Quickly saving a link for later reference: What Every Computer Scientist Should Know About Floating-Point Arithmetic.
The ePub conversion was a dead end; I should have spent the time reading instead of working on “conversion to better readable format”. So now I am looking at wasted time, a reading backlog, and lots of things I neglected while working on the now-abandoned conversion.
*sigh*
Since I was asked, I thought I could just as well give the answer here:
Why are you doing<locale.h>
first? I would think floating point support would be more important.
Three reasons, really. The first is just a minor snag – FP I/O is locale-dependent (decimal point vs. decimal comma).
The second is that, to do the FP logic right (instead of naïve 80-20 solutions), you need to take lots of platform specifics into account. This will blow up <_PDCLIB_config.h>
significantly, and result in lots of rather ugly conditional code.

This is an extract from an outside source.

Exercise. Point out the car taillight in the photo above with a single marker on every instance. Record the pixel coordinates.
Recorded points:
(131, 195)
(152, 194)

Third, it is quite simply the area I have the least expertise in. I want to save the hardest part for last.
Sometimes we find ourselves approaching new technologies from rather unexpected angles. Right now I am working on an ePub conversion of The Unicode Standard for easier reading, as PDF handles poorly on my tolino ebook reader.
I would probably never have bothered with looking into the ePub format if it had not been for PDCLib… we live and learn.
There is no way around it. Too much of the whole ctype, wctype, uchar, locale issue is pointing to Unicode all over again. And I have been cursing at getting tangled by lots of cross-references and internal dependencies, so now I made myself sit down and tackle the monster that is The Unicode Standard. From cover to cover, as there seems to be no real shortcut to “just what I need right now”.
So… yeah. Stay put.
In these past two days, I learned a lot about the Unicode Collation Algorithm. Yes, I can do this, I can make this part of the PDCLib.
But no, not in the immediate future. That will have to “make do” with the “C” locale.
I have added _PDCLIB_load_lc_*()
functions for all the locale categories mandated by C99, plus LC_MESSAGES
which is a C99-compliant POSIX extension which is required anyway for strerror()
and perror()
to be locale-aware.
The one thing left is LC_COLLATE
. Collation in the C locale is comparatively simple, but Unicode aware collation?
Let's just say that the corresponding Unicode document, converted to PDF for easier offline reading, amounts to 61 pages. I will have to dig through that at some point, so why not now.
Bah. Think first. There already is a function to load contents for the various locale-data structures from file, and it's name is setlocale()
.
Also, while loading from the filesystem is rather “raw”, any other mechanic will be even more “raw”, and less standard (as in, <stdio.h>
).
So stop dithering and make setlocale()
do more than return NULL;
.
Looking at what I already had in <locale.h>
, I decided some reworking was required. Stuffing everything into struct lconv
was not the smartest idea I had, so I did split things up into separate struct _PDCLIB_lc_*
. I also moved the extern
declaration of the actual data instances from <locale.h>
to <_PDCLIB_int.h>
where they are less confusing to the casual observer.
I am currently thinking in terms of _PDCLIB_load_lc()
to load contents for the various locale-data structures from file. I do not like the idea of having raw filesystem access inside PDCLib, though… this needs some pondering.
With get-uctypes
(the source of which is in the repo at auxiliary/uctype/
), I now have a program to get character classification information (as required by <ctype.h>
and, more importantly, <wctype.h>
) directly from data files available from unicode.org.
The shepherd
branch already had this functionality, but it was a) written in Python (which IMHO has no place in the source tree of a C library); b) including the raw data files which made them prone to getting outdated and required additional legalese added due to Unicode licensing; c) not giving correct results, and more importantly, not offering an easy way to test against the system library's results.
Now I have to provide a way to actually use the derived information in PDCLib proper.